It has been a long time since I went to Him in the waterfall, which is stupid, given how much I need to hear from Him, and to get His direction and counsel.
I thought about this this morning, and imagined Him waiting there alone. Imagined Him exposed in the Blessed Sacrament, alone on the altar. I thought about the intense wrongness of such an abandonment.
And I apologized, not that it makes it any better.
In His love, He whispered that it was all right. That others visit Him there.
How beautiful a thought; that in and out of centuries, people meet Him there in meditation. They go to him in the place that I thought was mine, even though He was the one who wove it as I opened my mind to receive Him.

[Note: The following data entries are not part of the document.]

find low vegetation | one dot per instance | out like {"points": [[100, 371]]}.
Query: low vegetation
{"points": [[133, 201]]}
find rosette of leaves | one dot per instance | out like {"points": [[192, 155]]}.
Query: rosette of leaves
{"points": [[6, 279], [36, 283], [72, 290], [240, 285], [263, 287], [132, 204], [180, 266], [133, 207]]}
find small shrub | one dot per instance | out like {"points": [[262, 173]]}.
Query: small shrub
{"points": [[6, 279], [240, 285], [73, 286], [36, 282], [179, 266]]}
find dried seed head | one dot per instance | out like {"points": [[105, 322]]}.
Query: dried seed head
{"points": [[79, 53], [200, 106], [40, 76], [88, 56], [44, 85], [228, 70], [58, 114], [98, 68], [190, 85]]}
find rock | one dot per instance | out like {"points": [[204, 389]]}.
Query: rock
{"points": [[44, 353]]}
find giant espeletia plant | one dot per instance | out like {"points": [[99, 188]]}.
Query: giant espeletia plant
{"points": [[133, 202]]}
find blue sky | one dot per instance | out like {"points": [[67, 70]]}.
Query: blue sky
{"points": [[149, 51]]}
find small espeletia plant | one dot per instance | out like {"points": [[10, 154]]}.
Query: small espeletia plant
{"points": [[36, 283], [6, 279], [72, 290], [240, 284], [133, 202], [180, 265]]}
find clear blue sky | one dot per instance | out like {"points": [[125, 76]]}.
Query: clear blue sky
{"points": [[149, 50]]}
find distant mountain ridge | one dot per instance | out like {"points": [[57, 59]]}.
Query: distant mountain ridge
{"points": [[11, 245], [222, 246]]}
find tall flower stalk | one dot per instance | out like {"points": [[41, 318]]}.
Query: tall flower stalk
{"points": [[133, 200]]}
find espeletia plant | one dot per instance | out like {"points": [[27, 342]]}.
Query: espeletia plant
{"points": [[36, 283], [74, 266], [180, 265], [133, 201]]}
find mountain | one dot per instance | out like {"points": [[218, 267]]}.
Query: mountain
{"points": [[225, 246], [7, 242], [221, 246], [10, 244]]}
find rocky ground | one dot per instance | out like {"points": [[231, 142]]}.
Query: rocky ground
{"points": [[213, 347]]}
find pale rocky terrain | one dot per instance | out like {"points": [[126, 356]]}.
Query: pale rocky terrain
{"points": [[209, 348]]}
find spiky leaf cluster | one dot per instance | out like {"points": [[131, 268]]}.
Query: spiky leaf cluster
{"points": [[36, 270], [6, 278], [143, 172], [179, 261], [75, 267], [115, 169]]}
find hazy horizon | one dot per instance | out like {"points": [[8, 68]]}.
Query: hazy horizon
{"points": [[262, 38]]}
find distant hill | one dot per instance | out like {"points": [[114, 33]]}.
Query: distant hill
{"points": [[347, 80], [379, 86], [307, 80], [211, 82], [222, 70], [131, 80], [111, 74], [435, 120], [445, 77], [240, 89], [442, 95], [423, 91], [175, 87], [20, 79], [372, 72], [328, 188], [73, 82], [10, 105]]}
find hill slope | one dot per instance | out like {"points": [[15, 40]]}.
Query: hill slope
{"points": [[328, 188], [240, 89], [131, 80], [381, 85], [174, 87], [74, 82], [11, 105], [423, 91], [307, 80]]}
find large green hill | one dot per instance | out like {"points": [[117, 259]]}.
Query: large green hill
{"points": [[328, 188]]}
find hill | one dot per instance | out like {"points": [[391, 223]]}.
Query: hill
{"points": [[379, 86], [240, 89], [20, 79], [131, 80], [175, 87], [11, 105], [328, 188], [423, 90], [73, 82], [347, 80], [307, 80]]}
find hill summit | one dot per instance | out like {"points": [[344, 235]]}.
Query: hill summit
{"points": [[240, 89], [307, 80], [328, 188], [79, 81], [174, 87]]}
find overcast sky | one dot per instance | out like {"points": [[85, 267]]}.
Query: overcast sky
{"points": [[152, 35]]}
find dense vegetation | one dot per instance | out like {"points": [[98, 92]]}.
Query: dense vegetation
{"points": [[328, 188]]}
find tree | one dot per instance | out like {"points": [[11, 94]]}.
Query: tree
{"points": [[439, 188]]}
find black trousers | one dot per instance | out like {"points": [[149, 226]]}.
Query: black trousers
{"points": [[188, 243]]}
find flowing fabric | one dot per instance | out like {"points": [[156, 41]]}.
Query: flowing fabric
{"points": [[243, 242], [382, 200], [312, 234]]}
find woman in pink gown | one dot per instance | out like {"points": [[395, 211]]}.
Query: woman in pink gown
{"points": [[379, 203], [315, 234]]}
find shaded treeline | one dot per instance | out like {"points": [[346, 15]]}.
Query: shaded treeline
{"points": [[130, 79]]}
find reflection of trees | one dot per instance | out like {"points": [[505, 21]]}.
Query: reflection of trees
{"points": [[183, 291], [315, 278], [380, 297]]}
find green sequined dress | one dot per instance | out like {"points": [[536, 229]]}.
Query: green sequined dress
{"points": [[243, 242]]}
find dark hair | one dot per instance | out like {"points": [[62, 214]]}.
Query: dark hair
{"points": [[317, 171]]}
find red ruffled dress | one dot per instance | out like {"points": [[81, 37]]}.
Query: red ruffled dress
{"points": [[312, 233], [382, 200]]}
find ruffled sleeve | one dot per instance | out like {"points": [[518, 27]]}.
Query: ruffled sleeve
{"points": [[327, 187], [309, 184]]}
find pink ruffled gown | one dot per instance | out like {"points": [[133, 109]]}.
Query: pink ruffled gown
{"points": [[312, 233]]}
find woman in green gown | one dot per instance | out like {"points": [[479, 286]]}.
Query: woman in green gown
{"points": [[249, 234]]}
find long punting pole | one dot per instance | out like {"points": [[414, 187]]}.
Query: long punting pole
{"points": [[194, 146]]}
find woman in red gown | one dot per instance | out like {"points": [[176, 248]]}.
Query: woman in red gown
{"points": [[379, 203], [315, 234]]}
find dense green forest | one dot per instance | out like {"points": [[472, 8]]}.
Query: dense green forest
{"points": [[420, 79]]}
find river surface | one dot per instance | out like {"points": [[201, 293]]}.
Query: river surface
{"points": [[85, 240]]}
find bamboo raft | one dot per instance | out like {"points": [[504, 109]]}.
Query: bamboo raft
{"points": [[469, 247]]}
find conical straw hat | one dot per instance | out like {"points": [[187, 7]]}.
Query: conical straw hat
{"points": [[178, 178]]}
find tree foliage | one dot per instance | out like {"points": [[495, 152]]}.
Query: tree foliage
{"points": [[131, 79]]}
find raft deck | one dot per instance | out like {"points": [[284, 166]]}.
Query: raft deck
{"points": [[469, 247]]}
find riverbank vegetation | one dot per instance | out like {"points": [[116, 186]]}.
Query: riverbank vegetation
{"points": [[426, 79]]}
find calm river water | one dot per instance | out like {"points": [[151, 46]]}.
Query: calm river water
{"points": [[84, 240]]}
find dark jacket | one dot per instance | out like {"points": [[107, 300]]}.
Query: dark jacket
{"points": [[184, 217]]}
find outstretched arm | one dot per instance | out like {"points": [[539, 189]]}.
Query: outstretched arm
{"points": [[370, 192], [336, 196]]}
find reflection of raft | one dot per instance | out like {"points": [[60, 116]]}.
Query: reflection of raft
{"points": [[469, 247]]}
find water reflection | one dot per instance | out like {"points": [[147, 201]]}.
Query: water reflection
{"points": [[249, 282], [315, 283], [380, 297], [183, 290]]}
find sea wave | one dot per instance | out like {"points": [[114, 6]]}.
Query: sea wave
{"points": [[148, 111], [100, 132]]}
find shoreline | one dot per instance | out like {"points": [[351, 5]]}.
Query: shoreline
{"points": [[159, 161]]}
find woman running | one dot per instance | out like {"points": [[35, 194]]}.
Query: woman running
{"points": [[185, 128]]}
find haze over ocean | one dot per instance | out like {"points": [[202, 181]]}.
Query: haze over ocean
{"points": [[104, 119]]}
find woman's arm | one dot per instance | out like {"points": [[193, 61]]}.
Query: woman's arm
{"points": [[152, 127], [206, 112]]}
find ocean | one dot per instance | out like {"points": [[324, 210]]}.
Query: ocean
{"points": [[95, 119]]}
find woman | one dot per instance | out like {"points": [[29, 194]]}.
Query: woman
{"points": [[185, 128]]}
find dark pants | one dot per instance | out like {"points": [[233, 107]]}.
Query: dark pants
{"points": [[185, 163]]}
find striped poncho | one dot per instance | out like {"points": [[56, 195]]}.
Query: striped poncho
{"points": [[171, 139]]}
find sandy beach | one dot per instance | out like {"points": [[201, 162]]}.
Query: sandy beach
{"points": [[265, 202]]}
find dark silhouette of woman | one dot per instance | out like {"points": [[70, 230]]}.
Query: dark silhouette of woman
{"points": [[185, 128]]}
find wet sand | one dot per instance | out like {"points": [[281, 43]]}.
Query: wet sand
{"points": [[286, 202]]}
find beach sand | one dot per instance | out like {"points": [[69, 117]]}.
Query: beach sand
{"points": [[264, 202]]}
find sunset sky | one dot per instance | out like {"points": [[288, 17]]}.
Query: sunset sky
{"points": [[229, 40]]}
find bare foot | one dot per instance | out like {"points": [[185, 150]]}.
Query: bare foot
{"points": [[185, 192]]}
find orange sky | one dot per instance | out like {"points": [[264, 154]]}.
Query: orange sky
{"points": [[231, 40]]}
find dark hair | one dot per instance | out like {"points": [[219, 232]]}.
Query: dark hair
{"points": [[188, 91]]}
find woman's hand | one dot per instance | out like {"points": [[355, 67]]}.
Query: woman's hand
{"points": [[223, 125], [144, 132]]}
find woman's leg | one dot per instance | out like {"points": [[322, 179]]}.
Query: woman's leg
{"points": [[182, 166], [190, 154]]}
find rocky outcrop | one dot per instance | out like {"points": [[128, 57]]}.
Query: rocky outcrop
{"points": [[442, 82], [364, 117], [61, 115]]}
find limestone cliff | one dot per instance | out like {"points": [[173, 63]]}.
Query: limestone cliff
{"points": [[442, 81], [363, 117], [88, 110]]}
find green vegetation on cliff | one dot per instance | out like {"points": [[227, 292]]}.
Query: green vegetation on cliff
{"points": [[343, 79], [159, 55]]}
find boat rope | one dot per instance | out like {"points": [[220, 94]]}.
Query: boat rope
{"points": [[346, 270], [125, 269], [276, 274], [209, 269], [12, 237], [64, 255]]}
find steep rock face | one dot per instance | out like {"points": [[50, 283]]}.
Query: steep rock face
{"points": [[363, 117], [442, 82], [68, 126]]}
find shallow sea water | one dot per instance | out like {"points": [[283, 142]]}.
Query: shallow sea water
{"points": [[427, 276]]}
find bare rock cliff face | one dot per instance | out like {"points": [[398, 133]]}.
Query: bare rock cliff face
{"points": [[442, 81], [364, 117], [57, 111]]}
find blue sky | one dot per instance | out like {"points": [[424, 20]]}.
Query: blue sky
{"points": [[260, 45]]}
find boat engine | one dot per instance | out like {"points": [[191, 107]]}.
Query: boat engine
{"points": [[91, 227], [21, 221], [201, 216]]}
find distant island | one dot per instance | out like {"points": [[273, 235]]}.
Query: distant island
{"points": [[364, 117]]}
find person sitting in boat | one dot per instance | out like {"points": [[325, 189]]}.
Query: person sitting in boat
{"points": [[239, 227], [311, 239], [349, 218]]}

Others also go to Him there.
Imagine that.
I appear once in a while and He greets me as if He has waited solely for me, all His days. In a way, He has. But...
Imagine a monk from 1,106AD coming in humility each day, to rest in His presence.
Imagine a Celtic warrior princess visiting to request help with battle strategy.
Imagine a little child from 278AD Galilee climbing on His knee to be cuddled.
Imagine the mantra of a Hindu guru carrying him there, to this place of divine union.
How interesting that this place He created for me, He also created for others, and that even when I am there with Him alone, it is filled with the presence of His beloved ones, time out of time.